A concordância tácita com a exploração dos não humanos vem dessa posição de noivo-e-noiva em cima do bolo, estáticos para não saírem mal nas fotos. Depois, o choque ao ver uma foto, um banner ou um vídeo que esfregue a dor alheia no rosto de quem torce por passar despercebido.

Não, eu não posso perdoar o bom-mocismo como não-incômodo, se este mundo é áspero, pontudo, afiado, pesado e ardido para todos aqueles indivíduos que, ‘azar né?’, nasceram para correr o mundo sobre… deixa eu ver aqui o que diz o manual… QUATRO patas, por exemplo. Isso é uma falta grave e indesculpável, que torna seu usuário sujeito a toda sorte de castigos por quem carrega, estes sim, as virtudes como galões de um Sete de Setembro planetário.

Então quem vive confinado, seja no gradeado bucólico do ‘produtor rural’ – e nisso não vejo diferença entre o agronegócio e o familiar – ou mesmo na coleira comprada em pet shop, paga um débito que lá atrás, e bota lá atrás, nisso, alguns decidiram, e os bilhões posteriores aceitaram numa boa, concordando com a cabeça enquanto mandavam alguma mensagem pelo celular.
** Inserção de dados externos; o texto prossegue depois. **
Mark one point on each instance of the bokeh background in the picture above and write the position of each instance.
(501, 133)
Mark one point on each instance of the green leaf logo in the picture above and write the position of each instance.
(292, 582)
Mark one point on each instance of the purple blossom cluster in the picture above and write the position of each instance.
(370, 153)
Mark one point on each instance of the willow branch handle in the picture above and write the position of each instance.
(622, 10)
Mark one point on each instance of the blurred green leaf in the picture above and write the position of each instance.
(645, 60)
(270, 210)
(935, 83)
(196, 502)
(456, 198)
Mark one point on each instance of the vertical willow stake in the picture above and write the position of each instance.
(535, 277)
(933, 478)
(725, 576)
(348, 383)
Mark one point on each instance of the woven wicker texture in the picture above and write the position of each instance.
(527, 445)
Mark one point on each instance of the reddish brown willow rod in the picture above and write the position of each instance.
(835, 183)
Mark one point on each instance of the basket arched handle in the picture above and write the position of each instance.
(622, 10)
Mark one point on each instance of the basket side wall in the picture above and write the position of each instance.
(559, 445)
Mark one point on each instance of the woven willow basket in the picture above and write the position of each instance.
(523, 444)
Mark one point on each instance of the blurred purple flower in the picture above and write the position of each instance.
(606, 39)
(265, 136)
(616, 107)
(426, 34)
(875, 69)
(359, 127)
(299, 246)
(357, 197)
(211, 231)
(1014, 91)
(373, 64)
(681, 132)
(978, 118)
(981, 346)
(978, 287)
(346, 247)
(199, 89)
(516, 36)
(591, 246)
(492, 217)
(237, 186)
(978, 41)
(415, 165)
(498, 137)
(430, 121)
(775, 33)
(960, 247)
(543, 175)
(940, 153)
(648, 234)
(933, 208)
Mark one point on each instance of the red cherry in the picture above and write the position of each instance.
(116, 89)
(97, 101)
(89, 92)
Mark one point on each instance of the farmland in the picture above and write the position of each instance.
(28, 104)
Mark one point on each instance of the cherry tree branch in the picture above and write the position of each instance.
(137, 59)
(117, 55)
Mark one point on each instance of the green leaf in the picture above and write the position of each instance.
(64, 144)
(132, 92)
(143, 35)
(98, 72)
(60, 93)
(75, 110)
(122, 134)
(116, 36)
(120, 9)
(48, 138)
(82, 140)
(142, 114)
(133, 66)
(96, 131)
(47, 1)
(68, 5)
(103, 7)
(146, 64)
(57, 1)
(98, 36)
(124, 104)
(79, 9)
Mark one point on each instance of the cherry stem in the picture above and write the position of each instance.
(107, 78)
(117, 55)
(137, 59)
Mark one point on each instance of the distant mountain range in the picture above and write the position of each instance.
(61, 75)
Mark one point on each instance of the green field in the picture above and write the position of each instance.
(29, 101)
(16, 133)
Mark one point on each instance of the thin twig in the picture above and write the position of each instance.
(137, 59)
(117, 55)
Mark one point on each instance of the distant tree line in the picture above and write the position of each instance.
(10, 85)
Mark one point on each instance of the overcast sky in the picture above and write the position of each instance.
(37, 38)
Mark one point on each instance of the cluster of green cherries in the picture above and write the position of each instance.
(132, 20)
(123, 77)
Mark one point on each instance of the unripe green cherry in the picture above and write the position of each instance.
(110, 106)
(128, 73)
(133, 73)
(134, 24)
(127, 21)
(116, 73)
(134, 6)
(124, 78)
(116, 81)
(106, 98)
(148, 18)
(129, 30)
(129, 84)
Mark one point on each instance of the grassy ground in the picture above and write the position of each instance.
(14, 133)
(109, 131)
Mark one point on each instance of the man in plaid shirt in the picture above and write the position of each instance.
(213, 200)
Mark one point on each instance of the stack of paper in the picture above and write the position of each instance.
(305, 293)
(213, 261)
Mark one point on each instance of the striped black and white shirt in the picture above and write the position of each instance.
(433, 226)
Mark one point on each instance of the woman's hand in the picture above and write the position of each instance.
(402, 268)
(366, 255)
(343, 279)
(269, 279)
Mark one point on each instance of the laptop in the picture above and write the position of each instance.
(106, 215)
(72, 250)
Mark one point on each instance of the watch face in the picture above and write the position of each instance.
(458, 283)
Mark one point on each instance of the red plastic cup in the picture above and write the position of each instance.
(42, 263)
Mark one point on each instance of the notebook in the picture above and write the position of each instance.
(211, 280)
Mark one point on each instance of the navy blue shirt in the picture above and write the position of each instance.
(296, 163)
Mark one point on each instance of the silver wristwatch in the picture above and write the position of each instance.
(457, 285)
Isso o fiapo de gente, porque a vasta maioria apenas reprisa os últimos capítulos das vidas anteriores, com o orgulho de ineditismo e, ora vejam, prova incontestável de sua liberdade de escolha. OK papai, agora eu penso por conta própria, diz que sim!

E repensar as três refeições diárias – isso para começo de conversa, vamos deixar claro antes que alguém aí comece a espernear antes do tempo – e ver que o ato subversivo se impõe como uma correção a um sistema que massacra vidas, ‘almas’ e escolhas. O império da morte. Os rótulos que dizem ‘deixa pra lá’, no corre-corre dos supermercados, o Autorama da vida sempre na velocidade máxima, e isso exige que os porões, lá embaixo, abaixo dos meus intestinos, como uma fossa, estejam cheios de olhos que impressionam, quando fotografados e essas imagens são distribuídas.

A beleza da natureza só poderia ser seviciada pela mão de um humano fazedor de cálculos, que projeta lá para frente o que diabos ele quer, e nesse meio-tempo tudo é combustível para ser queimado na máquina do destruidor. Isso no campo, porque a cidade estala os dedos e faz vir seus caprichos pré-pagos direto para a mesa das famílias ordeiras e tradicionais. E ninguém, em meio aos álbuns de família e conselhos de vó, será boca-suja o suficiente para dizer que um porco deveria ter liberdade, e não ser cativo, como todos ali se esforçam para parecer que não são.

A comparação ofende o bom-moço. Tira seu norte de saber bem onde pisar, o que pensar, e o que dizer quando alguém pergunta o que pensa. Mas faz sentido muita coisa que, ouvira dizer, era conversa não recomendada. Porcos, vacas, beagles na Europa, cachorros SRD na China, ratos na faculdade mais próxima, peixe na mesa dos autointitulados ‘vegetarianos’, o churrasco-festa que passa a ter cores invertidas, mesmo que isso desagrade papai, patrão, padre, político, pecuarista, pretendentes, parentes e papai-do-Céu, de uma só vez.